Milli, a 53-year-old economist who defines himself as an “anarcho-capitalist”, has shaken up Argentine politics in two years of rapid rise – deputy in 2021 then president in November 2023 – with a program of deregulation and “cutting”. “enemy state” and expensive.

“There is no Plan B” for fiscal austerity, he reiterated in recent days, at 211% for the year 2023, to stabilize an economy strangled by debt and chronic inflation.

In fact, his strongest measures to date are already affecting the daily lives of millions of Argentines: the devaluation of the peso by more than 50% in December, the “free” price – which the previous government tried to regulate as best it could. – and an end to subsidies for transport, especially energy.

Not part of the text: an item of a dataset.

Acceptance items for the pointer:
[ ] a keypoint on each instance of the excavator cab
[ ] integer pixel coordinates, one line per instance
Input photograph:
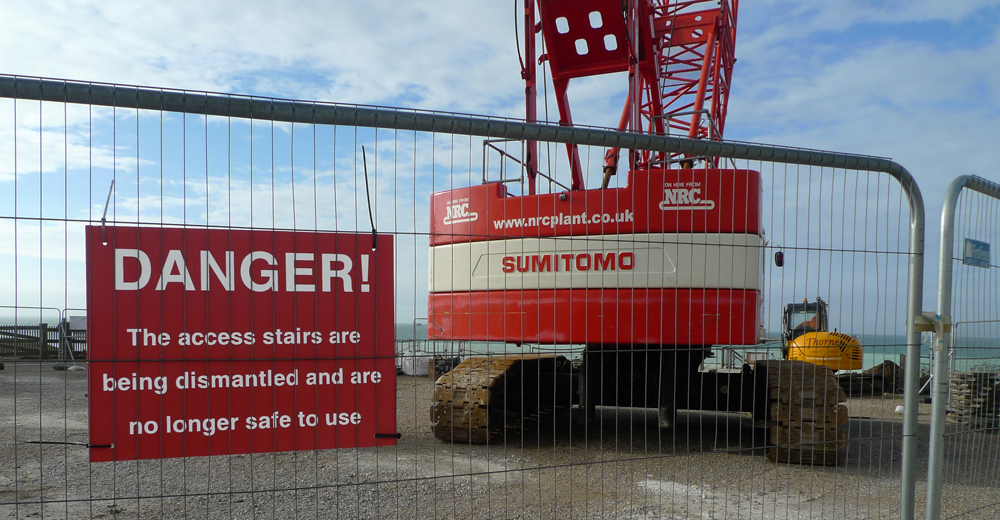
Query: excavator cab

First solid impact: Record monthly inflation of 25% in December. Mr Millay himself warned that things would “get worse” initially, with “stagflation” (a stagnation of activity combined with high inflation) in 2024.

Kristalina Georgieva, director of the International Monetary Fund (IMF), said on Wednesday that the government was “taking bold steps to restore macroeconomic stability and remove constraints to growth.”

The IMF, which had expected 2.8% growth in Argentina in 2024, has, however, revised its forecast and projects a slowdown in Latin America’s 3rd economy, -2.8%, under the impact of austerity measures. According to the fund, the country will be the only country in the G20 in recession in 2024, before a +5% recovery in 2025.